ABSTRACT
Multifunctional proteins are evolutionary puzzles: how do proteins evolve to satisfy multiple functional constraints? S100A9 is one such multifunctional protein. It potently amplifies inflammation via Toll-like receptor 4 and is antimicrobial as part of a heterocomplex with S100A8. These two functions are seemingly regulated by proteolysis: S100A9 is readily degraded, while S100A8/S100A9 is resistant. We take an evolutionary biochemical approach to show that S100A9 evolved both functions and lost proteolytic resistance from a weakly proinflammatory, proteolytically resistant amniote ancestor. We identify a historical substitution that has pleiotropic effects on S100A9 proinflammatory activity and proteolytic resistance but has little effect on S100A8/S100A9 antimicrobial activity.
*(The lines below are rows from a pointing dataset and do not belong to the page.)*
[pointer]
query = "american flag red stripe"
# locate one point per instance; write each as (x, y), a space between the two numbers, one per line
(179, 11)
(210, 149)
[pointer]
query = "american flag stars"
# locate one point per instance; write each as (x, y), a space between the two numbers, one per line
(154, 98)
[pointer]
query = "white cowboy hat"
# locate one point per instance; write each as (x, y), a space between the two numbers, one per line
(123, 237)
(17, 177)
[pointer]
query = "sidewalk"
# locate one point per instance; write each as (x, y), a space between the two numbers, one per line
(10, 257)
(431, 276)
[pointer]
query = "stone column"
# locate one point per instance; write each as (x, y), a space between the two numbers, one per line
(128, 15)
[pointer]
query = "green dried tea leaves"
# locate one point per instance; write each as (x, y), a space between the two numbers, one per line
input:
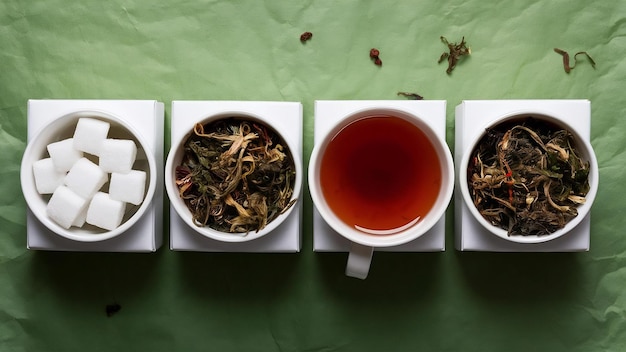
(236, 175)
(454, 54)
(527, 178)
(565, 55)
(411, 96)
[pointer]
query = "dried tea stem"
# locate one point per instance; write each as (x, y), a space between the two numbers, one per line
(527, 178)
(236, 178)
(566, 61)
(413, 96)
(375, 56)
(306, 36)
(454, 54)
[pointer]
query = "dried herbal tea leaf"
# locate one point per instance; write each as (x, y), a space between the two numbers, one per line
(306, 36)
(375, 56)
(413, 96)
(454, 54)
(566, 61)
(527, 177)
(236, 175)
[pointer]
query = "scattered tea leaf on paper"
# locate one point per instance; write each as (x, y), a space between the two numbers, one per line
(413, 96)
(566, 61)
(454, 54)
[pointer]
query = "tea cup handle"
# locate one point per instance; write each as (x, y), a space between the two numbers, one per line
(359, 260)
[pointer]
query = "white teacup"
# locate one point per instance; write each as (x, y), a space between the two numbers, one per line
(366, 238)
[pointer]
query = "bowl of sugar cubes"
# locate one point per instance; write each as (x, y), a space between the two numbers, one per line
(88, 176)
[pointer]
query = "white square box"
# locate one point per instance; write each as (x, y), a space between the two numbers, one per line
(472, 117)
(287, 236)
(147, 117)
(325, 239)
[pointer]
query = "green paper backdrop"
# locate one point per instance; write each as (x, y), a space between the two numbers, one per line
(250, 50)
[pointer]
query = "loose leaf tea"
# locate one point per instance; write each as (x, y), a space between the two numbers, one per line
(527, 178)
(375, 56)
(236, 175)
(565, 55)
(306, 36)
(413, 96)
(456, 52)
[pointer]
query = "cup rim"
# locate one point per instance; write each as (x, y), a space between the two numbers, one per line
(583, 209)
(181, 209)
(35, 201)
(403, 236)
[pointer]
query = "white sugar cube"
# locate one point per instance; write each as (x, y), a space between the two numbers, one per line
(80, 220)
(89, 134)
(117, 155)
(47, 177)
(129, 187)
(105, 212)
(63, 154)
(85, 178)
(65, 206)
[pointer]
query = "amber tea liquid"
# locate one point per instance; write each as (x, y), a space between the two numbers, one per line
(380, 174)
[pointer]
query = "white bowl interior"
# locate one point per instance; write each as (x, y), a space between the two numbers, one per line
(62, 128)
(401, 237)
(175, 157)
(585, 151)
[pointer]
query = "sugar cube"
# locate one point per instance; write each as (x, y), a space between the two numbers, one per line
(89, 134)
(117, 155)
(80, 220)
(63, 154)
(65, 206)
(47, 178)
(105, 212)
(129, 187)
(85, 178)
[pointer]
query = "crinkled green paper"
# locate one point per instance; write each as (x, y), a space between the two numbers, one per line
(250, 50)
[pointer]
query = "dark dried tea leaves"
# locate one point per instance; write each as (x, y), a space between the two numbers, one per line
(527, 178)
(236, 175)
(413, 96)
(454, 54)
(566, 61)
(375, 56)
(306, 36)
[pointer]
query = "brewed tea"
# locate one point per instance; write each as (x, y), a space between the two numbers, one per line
(380, 174)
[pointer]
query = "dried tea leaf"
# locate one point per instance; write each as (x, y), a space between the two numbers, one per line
(454, 54)
(566, 60)
(235, 176)
(527, 177)
(413, 96)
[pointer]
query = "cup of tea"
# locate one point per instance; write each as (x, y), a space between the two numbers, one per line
(380, 178)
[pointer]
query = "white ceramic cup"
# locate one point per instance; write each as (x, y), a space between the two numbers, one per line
(585, 151)
(364, 243)
(175, 158)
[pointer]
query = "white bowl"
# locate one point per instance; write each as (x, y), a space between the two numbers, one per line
(62, 128)
(409, 233)
(175, 157)
(585, 151)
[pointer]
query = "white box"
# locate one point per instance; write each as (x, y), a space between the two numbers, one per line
(287, 236)
(472, 117)
(146, 116)
(325, 239)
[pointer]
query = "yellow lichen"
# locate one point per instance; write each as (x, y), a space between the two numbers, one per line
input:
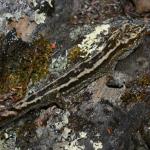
(75, 54)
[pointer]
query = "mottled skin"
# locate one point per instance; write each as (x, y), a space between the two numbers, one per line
(122, 41)
(142, 5)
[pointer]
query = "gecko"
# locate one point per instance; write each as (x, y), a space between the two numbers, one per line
(121, 41)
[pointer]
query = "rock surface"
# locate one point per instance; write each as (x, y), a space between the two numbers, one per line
(39, 42)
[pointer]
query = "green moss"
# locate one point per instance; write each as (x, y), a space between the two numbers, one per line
(41, 59)
(22, 64)
(136, 90)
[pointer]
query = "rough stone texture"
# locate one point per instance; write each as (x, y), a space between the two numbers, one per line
(113, 112)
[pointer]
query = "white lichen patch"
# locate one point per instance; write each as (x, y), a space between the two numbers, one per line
(95, 40)
(64, 121)
(66, 132)
(39, 17)
(50, 2)
(58, 64)
(97, 145)
(83, 135)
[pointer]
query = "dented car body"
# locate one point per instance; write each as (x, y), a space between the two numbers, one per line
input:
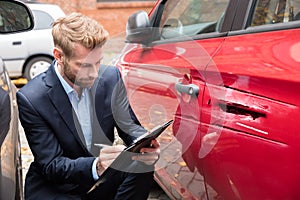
(228, 73)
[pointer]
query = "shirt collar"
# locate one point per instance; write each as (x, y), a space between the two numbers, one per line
(64, 83)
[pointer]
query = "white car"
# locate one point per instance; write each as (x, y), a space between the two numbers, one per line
(27, 54)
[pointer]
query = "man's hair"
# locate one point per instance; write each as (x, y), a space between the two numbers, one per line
(77, 28)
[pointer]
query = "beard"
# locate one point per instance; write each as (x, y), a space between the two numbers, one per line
(82, 83)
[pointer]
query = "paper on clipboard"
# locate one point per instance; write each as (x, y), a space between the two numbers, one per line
(123, 159)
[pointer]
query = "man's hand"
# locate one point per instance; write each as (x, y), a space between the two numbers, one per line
(149, 155)
(106, 156)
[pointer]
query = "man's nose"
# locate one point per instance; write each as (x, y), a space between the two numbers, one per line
(93, 72)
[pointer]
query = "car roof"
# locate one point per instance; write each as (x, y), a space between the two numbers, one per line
(52, 9)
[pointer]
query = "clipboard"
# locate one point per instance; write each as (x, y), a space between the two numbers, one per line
(123, 159)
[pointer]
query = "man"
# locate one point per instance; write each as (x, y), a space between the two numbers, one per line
(73, 107)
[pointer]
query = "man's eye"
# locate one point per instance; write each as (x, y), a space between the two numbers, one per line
(84, 65)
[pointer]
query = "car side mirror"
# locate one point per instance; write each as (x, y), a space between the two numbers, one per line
(15, 16)
(138, 29)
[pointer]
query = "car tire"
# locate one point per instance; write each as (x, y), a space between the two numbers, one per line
(36, 66)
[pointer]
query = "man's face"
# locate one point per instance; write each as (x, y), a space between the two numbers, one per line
(82, 67)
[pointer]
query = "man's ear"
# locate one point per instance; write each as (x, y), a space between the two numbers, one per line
(58, 54)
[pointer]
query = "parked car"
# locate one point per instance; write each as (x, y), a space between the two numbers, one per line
(15, 18)
(27, 54)
(227, 72)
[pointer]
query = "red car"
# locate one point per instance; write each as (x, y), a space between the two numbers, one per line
(228, 73)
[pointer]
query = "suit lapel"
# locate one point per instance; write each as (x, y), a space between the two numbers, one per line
(60, 100)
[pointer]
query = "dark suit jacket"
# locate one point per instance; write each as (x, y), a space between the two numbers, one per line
(62, 164)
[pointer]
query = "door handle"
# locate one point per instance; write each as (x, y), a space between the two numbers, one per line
(17, 43)
(190, 89)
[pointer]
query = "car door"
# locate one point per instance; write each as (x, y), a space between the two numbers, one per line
(165, 80)
(13, 51)
(251, 152)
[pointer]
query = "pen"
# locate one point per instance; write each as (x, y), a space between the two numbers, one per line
(102, 145)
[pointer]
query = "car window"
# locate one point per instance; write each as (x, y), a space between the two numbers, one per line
(42, 20)
(192, 17)
(275, 11)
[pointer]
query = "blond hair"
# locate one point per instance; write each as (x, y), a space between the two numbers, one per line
(77, 28)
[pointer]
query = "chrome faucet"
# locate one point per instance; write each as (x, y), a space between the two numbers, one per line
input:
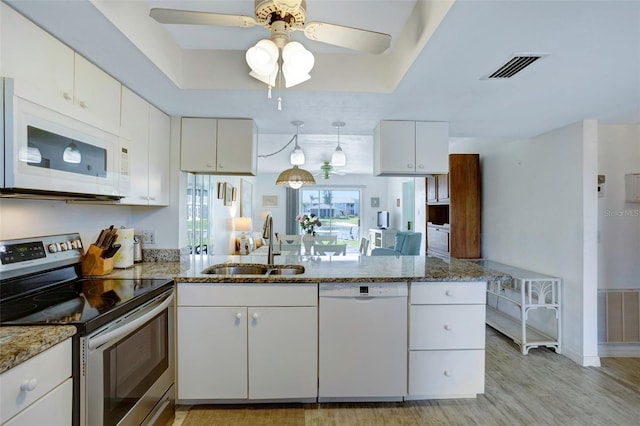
(267, 232)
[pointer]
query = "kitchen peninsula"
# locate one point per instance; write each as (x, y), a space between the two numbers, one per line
(271, 328)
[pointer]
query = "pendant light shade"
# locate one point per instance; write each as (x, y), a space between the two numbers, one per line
(338, 158)
(295, 177)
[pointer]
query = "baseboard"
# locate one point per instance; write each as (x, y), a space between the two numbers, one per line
(619, 350)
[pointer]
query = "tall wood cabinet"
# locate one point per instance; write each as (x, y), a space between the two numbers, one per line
(453, 209)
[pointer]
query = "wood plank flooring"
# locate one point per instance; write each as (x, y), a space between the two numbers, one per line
(541, 388)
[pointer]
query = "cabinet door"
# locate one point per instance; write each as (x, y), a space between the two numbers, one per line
(198, 145)
(432, 147)
(283, 352)
(394, 148)
(212, 353)
(432, 194)
(135, 128)
(236, 146)
(98, 94)
(442, 191)
(41, 65)
(159, 157)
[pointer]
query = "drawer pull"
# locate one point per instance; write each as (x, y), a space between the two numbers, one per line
(29, 385)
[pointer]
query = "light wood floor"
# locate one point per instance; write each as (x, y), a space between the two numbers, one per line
(541, 388)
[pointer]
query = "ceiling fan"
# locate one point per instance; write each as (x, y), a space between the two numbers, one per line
(282, 17)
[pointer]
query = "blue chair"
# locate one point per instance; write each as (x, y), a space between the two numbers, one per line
(407, 244)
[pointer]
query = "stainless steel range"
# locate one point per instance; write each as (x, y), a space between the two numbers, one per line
(123, 359)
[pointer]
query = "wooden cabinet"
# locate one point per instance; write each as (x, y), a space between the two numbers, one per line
(409, 148)
(40, 390)
(220, 146)
(446, 340)
(49, 73)
(148, 132)
(248, 341)
(453, 206)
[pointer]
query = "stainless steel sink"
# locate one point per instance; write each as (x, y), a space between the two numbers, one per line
(242, 269)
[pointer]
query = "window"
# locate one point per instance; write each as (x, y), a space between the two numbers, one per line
(338, 210)
(200, 194)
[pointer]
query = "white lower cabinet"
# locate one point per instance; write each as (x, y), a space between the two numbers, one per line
(247, 341)
(446, 340)
(40, 390)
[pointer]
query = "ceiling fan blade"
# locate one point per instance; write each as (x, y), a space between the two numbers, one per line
(189, 17)
(351, 38)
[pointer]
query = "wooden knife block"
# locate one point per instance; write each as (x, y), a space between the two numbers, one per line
(94, 264)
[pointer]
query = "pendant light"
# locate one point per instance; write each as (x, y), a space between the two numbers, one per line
(295, 177)
(297, 155)
(338, 158)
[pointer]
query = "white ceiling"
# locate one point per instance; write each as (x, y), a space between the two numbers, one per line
(433, 70)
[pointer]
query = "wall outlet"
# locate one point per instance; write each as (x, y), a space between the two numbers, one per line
(149, 236)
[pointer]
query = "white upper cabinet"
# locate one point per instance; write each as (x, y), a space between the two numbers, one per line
(49, 73)
(410, 148)
(148, 131)
(222, 146)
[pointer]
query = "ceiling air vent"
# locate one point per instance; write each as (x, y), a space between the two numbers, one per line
(515, 64)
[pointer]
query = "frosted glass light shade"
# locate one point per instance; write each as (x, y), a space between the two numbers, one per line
(262, 57)
(338, 158)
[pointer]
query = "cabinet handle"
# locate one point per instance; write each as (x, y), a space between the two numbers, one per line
(29, 385)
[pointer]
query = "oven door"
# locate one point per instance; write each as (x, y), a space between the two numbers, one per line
(129, 372)
(48, 151)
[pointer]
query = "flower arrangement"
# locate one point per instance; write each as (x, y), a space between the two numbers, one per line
(308, 223)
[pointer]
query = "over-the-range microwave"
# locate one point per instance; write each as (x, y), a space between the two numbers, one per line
(50, 155)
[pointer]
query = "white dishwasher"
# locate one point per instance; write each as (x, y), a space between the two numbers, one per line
(362, 342)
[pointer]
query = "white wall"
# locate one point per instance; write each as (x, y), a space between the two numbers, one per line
(618, 221)
(539, 205)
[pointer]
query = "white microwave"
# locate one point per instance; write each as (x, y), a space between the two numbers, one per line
(50, 155)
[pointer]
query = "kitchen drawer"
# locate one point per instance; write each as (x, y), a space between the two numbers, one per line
(446, 374)
(448, 293)
(233, 294)
(48, 369)
(447, 327)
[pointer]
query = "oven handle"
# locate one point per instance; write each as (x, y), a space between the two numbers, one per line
(126, 328)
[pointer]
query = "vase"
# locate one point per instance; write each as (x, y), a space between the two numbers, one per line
(307, 240)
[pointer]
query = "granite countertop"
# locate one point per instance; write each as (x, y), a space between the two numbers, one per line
(350, 268)
(18, 344)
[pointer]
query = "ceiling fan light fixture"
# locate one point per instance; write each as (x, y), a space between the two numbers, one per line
(295, 177)
(263, 57)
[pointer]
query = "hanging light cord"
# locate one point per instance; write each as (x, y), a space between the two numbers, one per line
(295, 137)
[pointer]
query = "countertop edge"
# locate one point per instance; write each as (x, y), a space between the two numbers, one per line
(21, 343)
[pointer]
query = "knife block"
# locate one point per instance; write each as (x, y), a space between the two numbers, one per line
(94, 264)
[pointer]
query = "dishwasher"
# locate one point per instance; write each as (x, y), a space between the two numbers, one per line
(362, 342)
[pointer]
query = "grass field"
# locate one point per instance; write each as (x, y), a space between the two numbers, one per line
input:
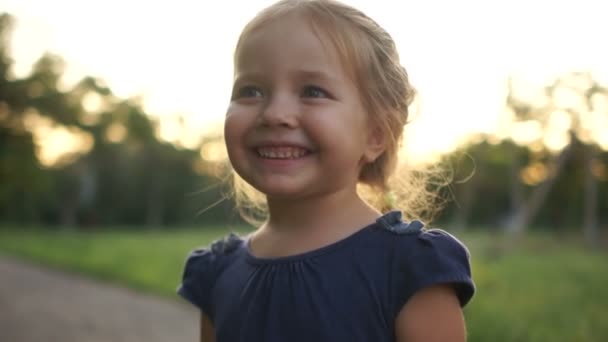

We thus propose that mammals evolved S100A8/S100A9 antimicrobial and S100A9 proinflammatory activities concomitantly with a proteolytic “timer” to selectively regulate S100A9. This highlights how the same mutation can have pleiotropic effects on one functional state of a protein but not another, thus facilitating the evolution of multifunctionality.
Footnotes
Funding sources: This research was funded by grants from the American Heart Association (AHA16 15BGIA22830013, MJH) and the National Institutes of Health (NIH-3R01GM117140-03S1, MJH; NIH-T32GM007413, JLH, ANL). MJH is a Pew Scholar in the Biomedical Sciences, supported by The Pew Charitable Trusts. The funders had no role in study design, data collection and analysis, decision to publish, or preparation of the manuscript.